DOWNTOWN LOS ANGELES - Every so often there are hints that Chinatown is poised to enjoy some of the momentum that the rest of Downtown Los Angeles has seen over the past decade. However, something usually goes wrong. Although the community continues to be a destination for diners and people looking for an occasional night out, in terms of development and investment, it lags severely behind the rest of the Central City.
Now, however, there are indicators that the community really is on the verge of an upswing, one that could both pay heed to Chinatown’s rich history and culture, and lead to a bright, diverse future. A flurry of projects could bring cranes and construction jobs, followed by permanent positions.
This is the time that Chinatown, its business leaders and its local elected officials need to work together to ensure that the momentum is captured. One can’t expect similar chances to keep occurring, especially when the national economy remains soft.
Right now, there are no less than four major housing and mixed-use projects on the table in the area, along with a couple recreational efforts. Two developments in particular, Chinatown Gateway and Blossom Plaza, are poised to add vitality to the region, for both residents and visitors.
Chinatown Gateway, which broke ground this spring, was first broached several years ago, only to be delayed by the recession. Now, the development by Equity Residential could change the look and utility of the community’s southern border. The 325,000-square-foot complex at 639-643 N. Broadway, at Cesar Chavez Avenue, will bring 280 apartments and 20,000 square feet of retail. It will also hold nearly 600 parking spaces. Interestingly, it will have 17-foot-wide sidewalks, meaning there will be an opportunity for people to park at the project and then easily stroll into the heart of the neighborhood.
This would be the first transformation of a large, dead plot of land into something that contributes to the evolution of the neighborhood and creates better connectivity to the Downtown core. However, it is not the most important dilapidated property in Chinatown. That designation belongs to Blossom Plaza, as the project on the site of the defunct Little Joe’s restaurant is known. This will prove to be the community’s greatest challenge, and the one that could lead to its biggest rewards.
The project generated intense interest about five years ago when developer Larry Bond sought to raze the eyesore restaurant (it’s been closed and fenced off for more than a decade) and then erect two towers with 262 housing units. Again, the economy proved the culprit, and Bond lost the land through foreclosure.
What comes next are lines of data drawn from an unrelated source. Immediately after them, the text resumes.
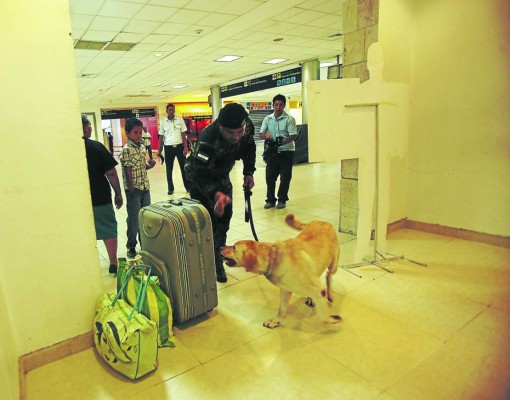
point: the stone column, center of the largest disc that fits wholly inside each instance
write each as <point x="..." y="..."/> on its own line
<point x="361" y="19"/>
<point x="349" y="205"/>
<point x="309" y="72"/>
<point x="216" y="102"/>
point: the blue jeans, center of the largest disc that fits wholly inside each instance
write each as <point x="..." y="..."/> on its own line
<point x="135" y="199"/>
<point x="279" y="165"/>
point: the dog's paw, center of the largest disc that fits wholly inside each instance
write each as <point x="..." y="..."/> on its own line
<point x="271" y="324"/>
<point x="333" y="319"/>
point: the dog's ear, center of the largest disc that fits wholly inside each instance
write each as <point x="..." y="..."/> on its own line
<point x="250" y="261"/>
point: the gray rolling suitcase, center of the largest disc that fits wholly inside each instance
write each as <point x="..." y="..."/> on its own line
<point x="177" y="236"/>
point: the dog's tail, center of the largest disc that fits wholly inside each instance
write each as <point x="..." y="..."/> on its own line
<point x="291" y="221"/>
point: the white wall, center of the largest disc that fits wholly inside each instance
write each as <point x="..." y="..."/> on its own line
<point x="50" y="268"/>
<point x="459" y="154"/>
<point x="458" y="151"/>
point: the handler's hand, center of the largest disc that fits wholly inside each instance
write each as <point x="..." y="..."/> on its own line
<point x="118" y="201"/>
<point x="249" y="182"/>
<point x="222" y="200"/>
The Community Redevelopment Agency and the office of First District City Councilman Ed Reyes then did a few key things. The city acquired the property on Broadway between College and Spring streets and conducted a public bidding process for a developer. Recently, the CRA selected Forest City Residential Group as the firm it will recommend to the City Council. This is an inspired choice, as Forest City has a solid record of accomplishment both nationally and in Downtown. Its work opening projects such as the Met Lofts in South Park and Metro 417, near Pershing Square, shows experience in making big things happen in Los Angeles.
Blossom Plaza is important not only for the housing, but also because of the community amenities and the connection it would create with the Chinatown Gold Line station. Currently the tie is terrible, as disembarking light rail passengers have to go down several levels of steps or escalators, then walk up a dingy College Street, to reach Chinatown’s center of commerce. A flat, attractive and easily navigable stretch would increase interactivity and give people another reason to leave the car at home and take mass transit to Chinatown.
The City Council should move quickly on the project, and should recognize that Blossom Plaza could be a catalyst for further development in Chinatown. Some financial details need to be ironed out, but a failure to make this happen would be a setback for the neighborhood and could destroy its fragile momentum.
Blossom Plaza and Chinatown Gateway would come into play as several smaller projects unfold in the area. The $24 million affordable housing development known as Lotus Garden will deliver 60 apartments at 715 Yale St. Meanwhile, the 123-unit Chinatown Metro Apartments at 808 N. Main St., not far from the Gold Line station, is also a possibility, though it has been mired in the fundraising stage for years. Perhaps action on Blossom Plaza would give confidence to lenders and help propel it forward.
These developments hint at the future of Chinatown. Another hint came in the recent Chinatown Summer Nights celebrations. The two Saturday evening events orchestrated by the Chinatown Business Improvement District had the area filled with families and others ready to hit food trucks, watch martial arts and cooking demonstrations and dance under the stars. The activity proved that, given the right attractions, people will come to the neighborhood.
This is something worth remembering. Chinatown has attractions that are unrivalled in the region. Still, the opportunities and the community must be maximized. Blossom Plaza and other projects are ways to do just that, and to ensure that Chinatown is a destination for decades to come.